Immer wieder, wenn das Thema Remote vs. Präsenz die nächste Runde durch die Medien dreht, weil ein Wirtschaftsblatt ein paar Beratungsunternehmen befragt hat oder ein desorientierter Patriarch seine Meinung lüftet, geht die Aufregung am eigentlichen Punkt vorbei.
Teils ist es ein Streit über Privilegien und Marktmacht, nämlich wenn Unternehmen ihrem jetzigen oder zukünftigen Personal die „Möglichkeit zum Homeoffice“ als Goodie gewähren oder Fachkräfte das Remote-Arbeiten rein aus schicker Anspruchshaltung fordern.
Teils ist es eine Diskussion über harte und weiche Faktoren der Arbeit: Ausstattung und Digitalisierung in den Unternehmen, Arbeitsorganisation, Freiheitsgrade, Vertrauen.
Wenn ich das mit meinen eigenen Arbeitssituationen vergleiche, stelle ich fest, dass das weder für meine Erwerbs- noch für meine Ehrenamtsarbeit relevant ist. Bestimmt bin ich da sehr privilegiert, aber ich vermute, dass meine Art von Arbeit auch typisch für viele Positionen in der Arbeitswelt von heute ist.
Nachgefragt: Was für Arbeit?
Das meiste, was ich tue, fällt in eine von zwei Kategorien.
Die eine ist das Wegarbeiten von Aufgaben, bei denen das Ergebnis klar ist, bei dem der Weg und die Aufgabenstellung bekannt sind und die meisten Informationen zur Verfügung stehen.
Die andere Kategorie hat viel größere nicht definierte Anteile: es fehlen wesentliche Informationen, die Aufgabe ist Teilprojekt in einem größeren Zusammenhang oder es handelt sich um ein neues Projekt mit ganz neuer Fragestellung.
Der Unterschied ergibt sich aus der Frage, welche Information fehlt, wo man sie herbekommt und was damit passieren muss.

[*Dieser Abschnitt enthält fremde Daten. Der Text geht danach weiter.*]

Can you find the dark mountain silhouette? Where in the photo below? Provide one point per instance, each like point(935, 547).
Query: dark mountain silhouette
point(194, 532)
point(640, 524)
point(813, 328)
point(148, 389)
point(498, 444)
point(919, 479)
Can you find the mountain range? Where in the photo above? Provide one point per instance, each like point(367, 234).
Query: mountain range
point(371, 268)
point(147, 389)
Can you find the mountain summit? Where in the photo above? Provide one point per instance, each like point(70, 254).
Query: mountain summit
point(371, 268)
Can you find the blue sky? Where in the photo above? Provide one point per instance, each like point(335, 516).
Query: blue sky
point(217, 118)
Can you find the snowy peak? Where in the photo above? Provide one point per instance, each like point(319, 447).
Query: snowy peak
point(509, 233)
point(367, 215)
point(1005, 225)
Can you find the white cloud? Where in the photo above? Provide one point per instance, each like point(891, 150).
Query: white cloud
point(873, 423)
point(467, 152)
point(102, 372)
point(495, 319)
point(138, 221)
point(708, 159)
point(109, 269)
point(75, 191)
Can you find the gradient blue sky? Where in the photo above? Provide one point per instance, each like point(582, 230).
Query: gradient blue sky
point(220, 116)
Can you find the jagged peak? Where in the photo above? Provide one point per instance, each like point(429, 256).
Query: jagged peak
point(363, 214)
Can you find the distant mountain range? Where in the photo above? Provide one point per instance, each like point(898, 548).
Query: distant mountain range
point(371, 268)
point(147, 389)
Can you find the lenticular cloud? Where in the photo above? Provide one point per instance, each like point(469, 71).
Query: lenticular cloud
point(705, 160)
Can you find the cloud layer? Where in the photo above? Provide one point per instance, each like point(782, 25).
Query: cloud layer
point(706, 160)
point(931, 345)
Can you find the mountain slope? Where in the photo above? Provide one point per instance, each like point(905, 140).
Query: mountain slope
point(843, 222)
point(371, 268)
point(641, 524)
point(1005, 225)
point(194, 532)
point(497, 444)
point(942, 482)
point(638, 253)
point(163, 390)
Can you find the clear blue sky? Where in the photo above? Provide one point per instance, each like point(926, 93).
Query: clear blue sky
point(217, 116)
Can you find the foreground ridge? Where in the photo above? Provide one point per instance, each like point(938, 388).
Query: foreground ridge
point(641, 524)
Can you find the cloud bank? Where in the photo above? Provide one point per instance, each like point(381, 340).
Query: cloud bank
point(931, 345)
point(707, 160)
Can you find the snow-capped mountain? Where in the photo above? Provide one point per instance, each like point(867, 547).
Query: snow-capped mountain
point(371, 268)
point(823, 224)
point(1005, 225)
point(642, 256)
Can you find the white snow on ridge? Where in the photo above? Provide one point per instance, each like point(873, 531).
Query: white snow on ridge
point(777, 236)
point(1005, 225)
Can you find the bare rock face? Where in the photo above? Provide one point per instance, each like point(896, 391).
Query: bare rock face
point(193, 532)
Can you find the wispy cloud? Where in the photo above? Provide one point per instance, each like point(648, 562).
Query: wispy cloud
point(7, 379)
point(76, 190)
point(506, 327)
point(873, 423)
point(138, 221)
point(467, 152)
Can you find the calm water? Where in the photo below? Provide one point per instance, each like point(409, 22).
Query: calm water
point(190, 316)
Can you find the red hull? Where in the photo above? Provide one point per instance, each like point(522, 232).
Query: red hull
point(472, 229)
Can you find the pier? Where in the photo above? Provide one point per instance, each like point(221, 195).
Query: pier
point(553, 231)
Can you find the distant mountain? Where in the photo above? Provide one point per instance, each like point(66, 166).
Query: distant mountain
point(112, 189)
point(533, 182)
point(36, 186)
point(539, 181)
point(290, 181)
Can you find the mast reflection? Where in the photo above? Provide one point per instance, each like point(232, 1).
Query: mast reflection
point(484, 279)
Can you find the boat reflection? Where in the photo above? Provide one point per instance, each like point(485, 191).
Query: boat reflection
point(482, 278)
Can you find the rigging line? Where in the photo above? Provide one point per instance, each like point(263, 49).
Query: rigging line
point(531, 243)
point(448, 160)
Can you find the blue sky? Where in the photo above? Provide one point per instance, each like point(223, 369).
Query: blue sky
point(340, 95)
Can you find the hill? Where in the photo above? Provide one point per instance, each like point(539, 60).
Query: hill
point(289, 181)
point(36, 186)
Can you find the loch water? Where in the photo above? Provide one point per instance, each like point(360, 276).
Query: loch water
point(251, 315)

Bei der ersten Kategorie muss eine Auskunft von A zu B und wird direkt weiterverarbeitet. In der zweiten Kategorie geht es um Kontexte mit komplexen Zusammenhängen. Da ist immer ein Durchsprechen und Aushandeln des besten Vorgehens nötig, oft ein gemeinsames Entscheiden. Diese Information muss erst noch produziert werden.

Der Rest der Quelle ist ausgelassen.